Le grand William Sheller, expliquant comment lui est venue l’idée de Nicolas, l’une de ses plus belles chansons, parle d’un sentiment d’abandon, aussi puissant qu’irraisonné. On imagine bien le narrateur d’Oscar Lalo, qui tient son journal tant d’années après les faits, écoutant la chanson de Sheller, en proie à la peur, celle qui a empoisonné son enfance. Bien plus tard, lorsqu’il ira rendre visite à l’ancienne directrice du home d’enfants où il a été si malheureux, il aura encore la crainte de sa tortionnaire, pourtant mourante, laquelle lui confiera son secret : elle aussi, lorsqu’elle était jeune, a été abusée.
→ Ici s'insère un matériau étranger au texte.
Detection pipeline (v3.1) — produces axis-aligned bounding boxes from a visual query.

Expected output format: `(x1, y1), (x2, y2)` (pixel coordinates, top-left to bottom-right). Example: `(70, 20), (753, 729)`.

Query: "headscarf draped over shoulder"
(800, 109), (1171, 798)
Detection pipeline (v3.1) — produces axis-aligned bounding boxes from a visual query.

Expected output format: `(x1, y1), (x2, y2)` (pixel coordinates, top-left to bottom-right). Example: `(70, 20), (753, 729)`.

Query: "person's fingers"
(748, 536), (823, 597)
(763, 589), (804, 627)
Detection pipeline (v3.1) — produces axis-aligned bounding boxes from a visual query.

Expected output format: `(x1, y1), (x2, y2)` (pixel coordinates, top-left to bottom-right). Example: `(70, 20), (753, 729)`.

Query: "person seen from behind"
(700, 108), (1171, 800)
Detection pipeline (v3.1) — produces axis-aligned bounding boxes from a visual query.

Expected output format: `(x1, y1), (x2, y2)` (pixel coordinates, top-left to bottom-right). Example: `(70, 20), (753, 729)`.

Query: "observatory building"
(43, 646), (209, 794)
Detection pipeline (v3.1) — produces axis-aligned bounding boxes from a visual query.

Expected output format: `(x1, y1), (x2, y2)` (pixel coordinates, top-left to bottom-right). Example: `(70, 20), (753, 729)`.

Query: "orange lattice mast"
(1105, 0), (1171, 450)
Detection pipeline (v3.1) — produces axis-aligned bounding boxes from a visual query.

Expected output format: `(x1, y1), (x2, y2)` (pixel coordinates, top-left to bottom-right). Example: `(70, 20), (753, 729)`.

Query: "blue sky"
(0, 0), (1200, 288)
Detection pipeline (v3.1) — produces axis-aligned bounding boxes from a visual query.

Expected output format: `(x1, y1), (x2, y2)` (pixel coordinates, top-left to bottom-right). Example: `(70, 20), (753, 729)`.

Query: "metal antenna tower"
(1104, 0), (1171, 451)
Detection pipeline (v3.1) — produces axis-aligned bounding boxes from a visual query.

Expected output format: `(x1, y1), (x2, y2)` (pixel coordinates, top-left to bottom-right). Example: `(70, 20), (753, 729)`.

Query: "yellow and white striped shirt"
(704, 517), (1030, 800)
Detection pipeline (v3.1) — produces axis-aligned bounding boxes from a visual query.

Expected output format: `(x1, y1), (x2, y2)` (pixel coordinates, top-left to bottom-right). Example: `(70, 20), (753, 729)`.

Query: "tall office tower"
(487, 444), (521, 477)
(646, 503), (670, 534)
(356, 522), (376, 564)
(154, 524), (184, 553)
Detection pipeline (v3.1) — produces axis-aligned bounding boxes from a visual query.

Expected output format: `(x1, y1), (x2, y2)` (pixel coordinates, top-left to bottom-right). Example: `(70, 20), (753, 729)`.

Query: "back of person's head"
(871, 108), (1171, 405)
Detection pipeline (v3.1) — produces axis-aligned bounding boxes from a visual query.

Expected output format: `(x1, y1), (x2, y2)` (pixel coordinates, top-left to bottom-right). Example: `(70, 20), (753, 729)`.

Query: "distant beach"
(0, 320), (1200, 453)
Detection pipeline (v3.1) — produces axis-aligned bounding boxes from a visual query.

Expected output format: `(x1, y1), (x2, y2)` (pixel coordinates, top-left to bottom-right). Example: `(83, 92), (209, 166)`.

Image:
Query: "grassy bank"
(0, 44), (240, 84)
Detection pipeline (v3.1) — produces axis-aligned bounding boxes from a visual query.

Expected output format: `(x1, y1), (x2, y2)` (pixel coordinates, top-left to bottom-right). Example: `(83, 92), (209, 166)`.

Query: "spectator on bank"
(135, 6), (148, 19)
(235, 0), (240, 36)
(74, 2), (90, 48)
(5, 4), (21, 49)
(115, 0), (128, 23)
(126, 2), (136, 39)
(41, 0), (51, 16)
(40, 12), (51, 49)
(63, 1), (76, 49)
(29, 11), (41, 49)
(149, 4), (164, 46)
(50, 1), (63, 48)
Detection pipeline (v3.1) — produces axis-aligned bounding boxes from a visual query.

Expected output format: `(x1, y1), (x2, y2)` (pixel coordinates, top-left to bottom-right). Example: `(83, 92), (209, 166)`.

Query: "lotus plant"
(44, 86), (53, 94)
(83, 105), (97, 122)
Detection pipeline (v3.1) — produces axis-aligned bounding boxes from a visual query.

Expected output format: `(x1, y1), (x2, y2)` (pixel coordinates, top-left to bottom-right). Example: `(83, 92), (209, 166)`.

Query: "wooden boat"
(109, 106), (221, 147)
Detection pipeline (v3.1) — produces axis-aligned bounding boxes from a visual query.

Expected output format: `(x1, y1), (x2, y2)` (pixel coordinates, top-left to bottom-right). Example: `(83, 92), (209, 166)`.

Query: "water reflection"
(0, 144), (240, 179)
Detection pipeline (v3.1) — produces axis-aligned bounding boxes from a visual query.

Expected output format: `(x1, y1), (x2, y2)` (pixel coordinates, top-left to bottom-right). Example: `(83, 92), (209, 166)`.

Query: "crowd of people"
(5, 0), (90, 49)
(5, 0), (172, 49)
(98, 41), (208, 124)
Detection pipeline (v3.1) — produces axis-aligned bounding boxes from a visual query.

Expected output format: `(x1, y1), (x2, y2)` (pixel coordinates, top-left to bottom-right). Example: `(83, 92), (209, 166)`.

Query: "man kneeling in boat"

Dans les jeux pervers, le dominé rêve souvent de devenir le dominant. Comme le gosse, planqué dans une armoire à double fond, en compagnie de quelques-uns de ses camarades, tous condamnés au silence car la pièce était mitoyenne de la chambre d’un moniteur. L’ennemi, le maton, l’auxiliaire de la sadique et de son mari, "l’homme à la guitare", qui serre d’un peu près les garçons. Dans la "famille" directoriale, il y a aussi l’infirmière et sa "sodomie quotidienne" à coups de thermomètre, Dolly, le chien mordeur, et deux enfants, jouissant d’un statut à part. Il liera connaissance avec le garçon, qui lui donnera des cours de piano, et avec la fille, qui l’attirera dans un jeu malsain d’exhibition-voyeurisme. De même lorsqu’il s’amourachera d’une monitrice, un sentiment à sens unique vite réprimé par l’intéressée.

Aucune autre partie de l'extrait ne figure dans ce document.